Receivables consist primarily of amounts due from vendors for various vendor funding programs, banks for customer credit card and debit card transactions and mobile phone network operators for device sales and commissions. Receivables are stated at their carrying values, net of a reserve for expected credit losses, which is primarily based on historical collection trends. Our allowances for uncollectible receivables were $38 million and $24 million as of January 30, 2021, and February 1, 2020, respectively. We had $88 million and $32 million of write-offs in fiscal 2021 and fiscal 2020, respectively.

Merchandise Inventories

Merchandise inventories are recorded at the lower of cost or net realizable value. The weighted average method is used to determine the cost of inventory which includes costs of in-bound freight to move inventory into our distribution centers. Also included in the cost of inventory are certain vendor allowances. Costs associated with storing and transporting merchandise inventories to our retail stores are expensed as incurred and included in cost of sales.

Our inventory valuation also reflects markdown adjustments for the excess of the cost over the net recovery we expect to realize from the ultimate disposition of inventory, including consideration of any rights we may have to return inventory to vendors for a refund, and establishes a new cost basis. Subsequent changes in facts or circumstances do not result in the reversal of previously recorded markdown adjustments or an increase in the newly established cost basis.

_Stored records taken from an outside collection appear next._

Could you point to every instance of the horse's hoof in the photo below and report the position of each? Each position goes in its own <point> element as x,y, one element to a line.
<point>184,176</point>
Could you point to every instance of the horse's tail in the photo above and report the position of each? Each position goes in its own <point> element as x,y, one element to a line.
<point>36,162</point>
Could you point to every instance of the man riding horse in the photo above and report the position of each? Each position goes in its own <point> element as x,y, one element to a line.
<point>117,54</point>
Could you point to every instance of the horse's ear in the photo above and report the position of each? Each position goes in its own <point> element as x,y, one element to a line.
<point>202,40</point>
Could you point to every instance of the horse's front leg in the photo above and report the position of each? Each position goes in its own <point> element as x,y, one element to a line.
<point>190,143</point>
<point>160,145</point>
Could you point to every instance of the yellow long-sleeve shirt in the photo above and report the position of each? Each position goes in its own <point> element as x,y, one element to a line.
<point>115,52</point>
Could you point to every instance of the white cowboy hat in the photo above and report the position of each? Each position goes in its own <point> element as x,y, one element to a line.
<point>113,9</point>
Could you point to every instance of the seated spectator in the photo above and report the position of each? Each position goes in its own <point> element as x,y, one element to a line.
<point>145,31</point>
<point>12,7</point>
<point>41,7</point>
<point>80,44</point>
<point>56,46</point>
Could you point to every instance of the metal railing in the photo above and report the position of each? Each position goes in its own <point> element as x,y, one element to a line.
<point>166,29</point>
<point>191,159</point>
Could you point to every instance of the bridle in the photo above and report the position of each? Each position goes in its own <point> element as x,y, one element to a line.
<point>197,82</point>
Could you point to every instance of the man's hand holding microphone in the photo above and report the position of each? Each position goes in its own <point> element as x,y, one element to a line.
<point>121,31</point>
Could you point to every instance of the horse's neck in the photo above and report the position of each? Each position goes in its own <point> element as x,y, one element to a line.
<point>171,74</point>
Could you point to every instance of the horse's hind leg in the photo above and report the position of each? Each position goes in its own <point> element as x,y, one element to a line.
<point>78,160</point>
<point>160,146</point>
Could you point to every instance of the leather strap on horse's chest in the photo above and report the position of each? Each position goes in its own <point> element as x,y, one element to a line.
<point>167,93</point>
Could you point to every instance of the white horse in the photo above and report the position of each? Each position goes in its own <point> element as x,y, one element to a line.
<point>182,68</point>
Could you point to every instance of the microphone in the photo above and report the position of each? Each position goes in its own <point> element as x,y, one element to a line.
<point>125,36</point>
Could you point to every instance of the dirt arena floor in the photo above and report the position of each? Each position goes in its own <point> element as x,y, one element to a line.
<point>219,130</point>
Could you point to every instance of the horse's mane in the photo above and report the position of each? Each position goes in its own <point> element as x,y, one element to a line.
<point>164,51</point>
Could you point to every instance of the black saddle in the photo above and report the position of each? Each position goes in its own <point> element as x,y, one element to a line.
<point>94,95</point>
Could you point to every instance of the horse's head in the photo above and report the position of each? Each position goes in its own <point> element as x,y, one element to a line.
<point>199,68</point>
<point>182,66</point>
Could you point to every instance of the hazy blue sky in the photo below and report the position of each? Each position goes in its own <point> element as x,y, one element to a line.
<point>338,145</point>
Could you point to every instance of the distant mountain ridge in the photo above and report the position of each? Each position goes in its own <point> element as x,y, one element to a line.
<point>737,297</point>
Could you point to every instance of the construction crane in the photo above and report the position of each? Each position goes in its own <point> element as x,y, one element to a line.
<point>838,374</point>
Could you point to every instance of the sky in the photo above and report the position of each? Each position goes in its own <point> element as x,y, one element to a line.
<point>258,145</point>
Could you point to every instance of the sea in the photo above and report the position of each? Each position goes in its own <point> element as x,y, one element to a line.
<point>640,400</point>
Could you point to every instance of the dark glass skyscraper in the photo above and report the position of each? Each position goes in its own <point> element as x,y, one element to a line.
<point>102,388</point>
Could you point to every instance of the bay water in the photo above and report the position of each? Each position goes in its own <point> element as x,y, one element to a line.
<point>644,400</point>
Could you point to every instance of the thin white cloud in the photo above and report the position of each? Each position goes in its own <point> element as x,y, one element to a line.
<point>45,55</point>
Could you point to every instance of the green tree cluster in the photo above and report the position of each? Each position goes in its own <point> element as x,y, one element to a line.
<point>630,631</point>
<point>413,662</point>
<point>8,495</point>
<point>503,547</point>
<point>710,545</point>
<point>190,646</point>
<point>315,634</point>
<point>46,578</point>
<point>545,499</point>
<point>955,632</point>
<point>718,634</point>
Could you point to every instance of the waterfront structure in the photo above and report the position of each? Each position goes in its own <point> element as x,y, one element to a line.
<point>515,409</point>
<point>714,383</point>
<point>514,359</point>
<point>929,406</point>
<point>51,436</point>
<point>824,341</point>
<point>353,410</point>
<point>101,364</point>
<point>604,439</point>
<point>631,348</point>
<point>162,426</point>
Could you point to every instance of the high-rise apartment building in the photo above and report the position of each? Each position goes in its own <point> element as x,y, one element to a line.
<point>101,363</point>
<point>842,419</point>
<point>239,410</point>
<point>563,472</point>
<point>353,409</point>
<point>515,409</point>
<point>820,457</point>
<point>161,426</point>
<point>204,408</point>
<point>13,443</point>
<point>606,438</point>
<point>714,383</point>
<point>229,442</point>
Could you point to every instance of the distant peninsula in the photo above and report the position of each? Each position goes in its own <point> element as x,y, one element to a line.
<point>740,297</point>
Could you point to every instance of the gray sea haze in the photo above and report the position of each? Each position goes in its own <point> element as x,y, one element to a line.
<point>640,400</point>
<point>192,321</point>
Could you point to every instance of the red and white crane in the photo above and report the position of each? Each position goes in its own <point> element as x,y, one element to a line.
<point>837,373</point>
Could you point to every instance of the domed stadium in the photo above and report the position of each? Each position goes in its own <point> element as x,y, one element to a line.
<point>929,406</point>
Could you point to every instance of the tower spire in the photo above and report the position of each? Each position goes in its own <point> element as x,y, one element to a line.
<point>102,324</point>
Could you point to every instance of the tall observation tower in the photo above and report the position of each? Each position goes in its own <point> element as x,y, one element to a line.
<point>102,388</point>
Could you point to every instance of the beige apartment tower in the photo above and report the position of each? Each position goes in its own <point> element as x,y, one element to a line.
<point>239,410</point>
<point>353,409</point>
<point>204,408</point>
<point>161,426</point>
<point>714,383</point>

Our inventory valuation reflects adjustments for physical inventory losses (resulting from, for example, theft). Physical inventory is maintained through a combination of full location counts (typically once per year) and more regular cycle counts.

Property and Equipment

Property and equipment is recorded at cost. We depreciate property and equipment to its residual value using the straight-line method over the estimated useful lives of the assets. Leasehold improvements are depreciated over the shorter of their estimated useful lives or the period from the date the assets are placed in service to the end of the lease term, which includes optional renewal periods if they are reasonably certain. Accelerated depreciation methods are generally used for income tax purposes.

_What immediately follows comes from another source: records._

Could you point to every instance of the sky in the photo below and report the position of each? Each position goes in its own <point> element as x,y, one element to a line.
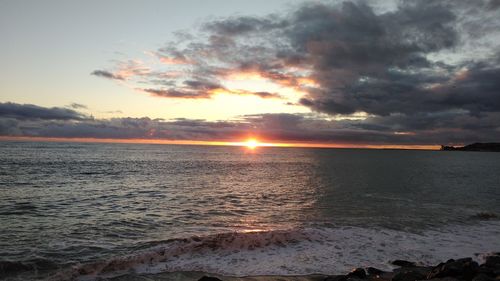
<point>347,73</point>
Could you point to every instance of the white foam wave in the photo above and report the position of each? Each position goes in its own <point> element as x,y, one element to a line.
<point>304,251</point>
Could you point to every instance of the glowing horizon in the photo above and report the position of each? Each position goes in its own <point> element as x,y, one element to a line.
<point>248,143</point>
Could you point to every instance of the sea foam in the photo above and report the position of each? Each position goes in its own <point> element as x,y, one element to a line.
<point>299,251</point>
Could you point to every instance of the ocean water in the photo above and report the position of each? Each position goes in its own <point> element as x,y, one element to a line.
<point>83,211</point>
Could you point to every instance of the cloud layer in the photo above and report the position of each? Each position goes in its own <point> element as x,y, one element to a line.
<point>425,72</point>
<point>22,120</point>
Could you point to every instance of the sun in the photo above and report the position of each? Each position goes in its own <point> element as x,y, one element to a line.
<point>252,143</point>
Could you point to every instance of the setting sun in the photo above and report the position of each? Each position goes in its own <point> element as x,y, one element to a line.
<point>252,143</point>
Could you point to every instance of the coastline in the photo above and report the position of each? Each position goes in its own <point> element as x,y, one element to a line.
<point>464,269</point>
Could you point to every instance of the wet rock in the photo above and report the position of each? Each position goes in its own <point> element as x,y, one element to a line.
<point>336,278</point>
<point>374,271</point>
<point>208,278</point>
<point>403,263</point>
<point>8,267</point>
<point>493,261</point>
<point>462,268</point>
<point>444,279</point>
<point>408,275</point>
<point>483,277</point>
<point>357,273</point>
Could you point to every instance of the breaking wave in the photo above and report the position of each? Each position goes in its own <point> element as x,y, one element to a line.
<point>296,251</point>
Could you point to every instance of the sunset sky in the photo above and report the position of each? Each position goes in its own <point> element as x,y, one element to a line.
<point>347,73</point>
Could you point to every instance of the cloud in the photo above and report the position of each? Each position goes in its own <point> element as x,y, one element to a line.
<point>423,128</point>
<point>34,112</point>
<point>78,106</point>
<point>419,71</point>
<point>107,74</point>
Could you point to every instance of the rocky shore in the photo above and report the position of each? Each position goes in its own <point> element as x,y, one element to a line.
<point>465,269</point>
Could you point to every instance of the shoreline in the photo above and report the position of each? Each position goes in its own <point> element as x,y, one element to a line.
<point>463,269</point>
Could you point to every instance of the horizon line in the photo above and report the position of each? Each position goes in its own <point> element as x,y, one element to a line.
<point>224,143</point>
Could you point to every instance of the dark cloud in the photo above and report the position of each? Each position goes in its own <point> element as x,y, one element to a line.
<point>419,72</point>
<point>34,112</point>
<point>422,128</point>
<point>107,74</point>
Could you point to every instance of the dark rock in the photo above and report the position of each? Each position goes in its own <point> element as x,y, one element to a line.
<point>492,261</point>
<point>485,216</point>
<point>462,268</point>
<point>444,279</point>
<point>483,277</point>
<point>483,269</point>
<point>357,273</point>
<point>208,278</point>
<point>403,263</point>
<point>374,271</point>
<point>336,278</point>
<point>408,275</point>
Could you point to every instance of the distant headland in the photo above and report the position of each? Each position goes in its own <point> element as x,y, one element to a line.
<point>491,146</point>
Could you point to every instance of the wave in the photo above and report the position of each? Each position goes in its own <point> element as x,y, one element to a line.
<point>297,251</point>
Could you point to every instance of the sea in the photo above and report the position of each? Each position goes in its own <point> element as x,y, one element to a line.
<point>91,211</point>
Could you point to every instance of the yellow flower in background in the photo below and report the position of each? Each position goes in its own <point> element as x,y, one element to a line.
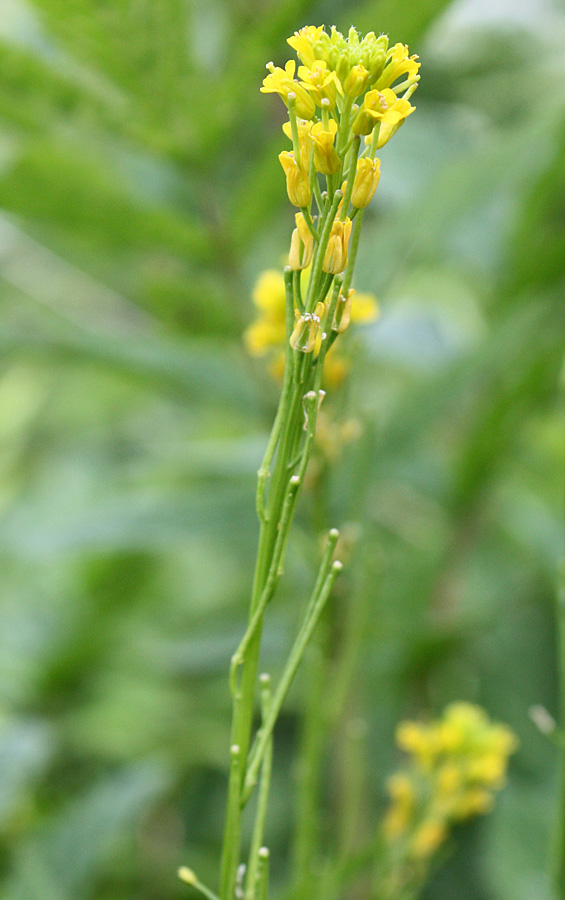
<point>367,178</point>
<point>297,180</point>
<point>456,765</point>
<point>281,82</point>
<point>365,308</point>
<point>326,159</point>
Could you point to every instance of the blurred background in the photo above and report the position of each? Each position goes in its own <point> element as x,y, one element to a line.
<point>140,196</point>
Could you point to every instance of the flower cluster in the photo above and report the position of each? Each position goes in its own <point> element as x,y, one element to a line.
<point>343,88</point>
<point>457,765</point>
<point>266,336</point>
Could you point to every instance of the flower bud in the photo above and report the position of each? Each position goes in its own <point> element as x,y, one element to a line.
<point>335,259</point>
<point>297,181</point>
<point>301,245</point>
<point>366,181</point>
<point>374,106</point>
<point>306,329</point>
<point>342,315</point>
<point>356,81</point>
<point>326,159</point>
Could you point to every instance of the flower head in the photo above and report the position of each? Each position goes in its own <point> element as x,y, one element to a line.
<point>281,82</point>
<point>326,159</point>
<point>297,180</point>
<point>306,329</point>
<point>456,765</point>
<point>398,63</point>
<point>301,245</point>
<point>335,259</point>
<point>366,181</point>
<point>320,82</point>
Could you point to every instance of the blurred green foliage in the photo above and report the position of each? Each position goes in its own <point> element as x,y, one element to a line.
<point>141,194</point>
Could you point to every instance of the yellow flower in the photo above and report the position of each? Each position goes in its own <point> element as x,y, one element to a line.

When property is retired or otherwise disposed of, the cost and accumulated depreciation are removed from our Consolidated Balance Sheets and any resulting gain or loss is reflected on our Consolidated Statements of Earnings.

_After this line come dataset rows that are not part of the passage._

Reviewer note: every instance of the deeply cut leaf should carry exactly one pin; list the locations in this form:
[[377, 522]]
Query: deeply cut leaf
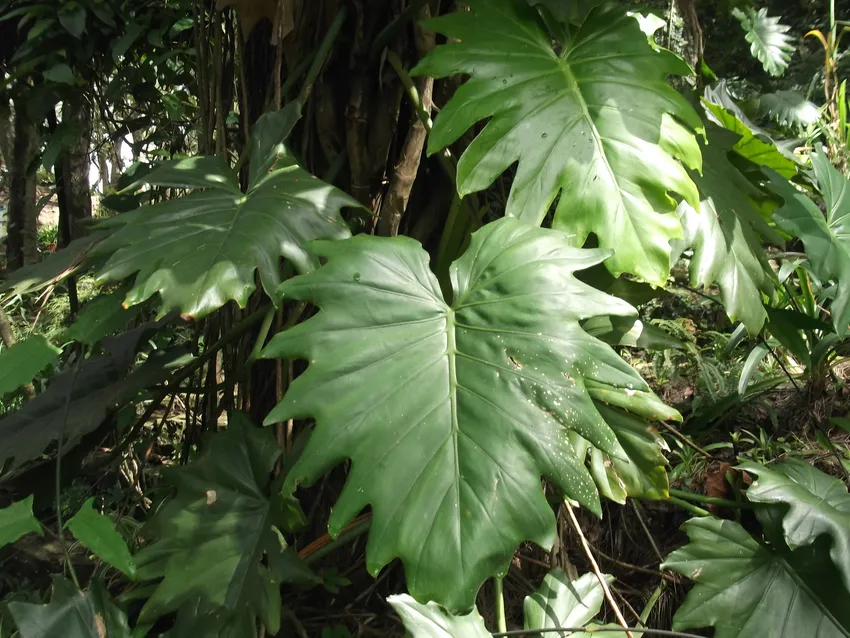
[[826, 239], [755, 145], [202, 250], [17, 520], [97, 533], [745, 590], [726, 231], [769, 41], [212, 537], [593, 124], [817, 504], [20, 363], [451, 413]]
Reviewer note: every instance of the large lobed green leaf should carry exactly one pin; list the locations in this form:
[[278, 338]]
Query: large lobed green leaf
[[726, 233], [768, 38], [747, 590], [452, 412], [596, 123], [817, 503], [202, 250], [826, 239], [211, 539]]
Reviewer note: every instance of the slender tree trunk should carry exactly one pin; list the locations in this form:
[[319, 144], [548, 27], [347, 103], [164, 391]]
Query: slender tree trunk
[[22, 231], [75, 172]]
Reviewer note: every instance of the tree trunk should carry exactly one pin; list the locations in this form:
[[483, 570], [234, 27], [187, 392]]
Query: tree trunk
[[22, 225], [75, 166]]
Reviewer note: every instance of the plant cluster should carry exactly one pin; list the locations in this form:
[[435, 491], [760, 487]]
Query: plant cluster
[[466, 392]]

Repairs and maintenance costs are expensed as incurred. Major renewals or replacements that substantially extend the useful life of an asset are capitalized and depreciated.

Costs associated with the acquisition or development of software for internal use are capitalized and amortized over the expected useful life of the software, generally from two years to five years. A subsequent addition, modification or upgrade to internal-use software is capitalized to the extent that it enhances the software's functionality. Capitalized software is included in Fixtures and equipment on our Consolidated Balance Sheets. Software maintenance and training costs are expensed in the period incurred. The costs of developing software for sale to customers is expensed as incurred until technological feasibility is established, which generally leads to expensing substantially all costs.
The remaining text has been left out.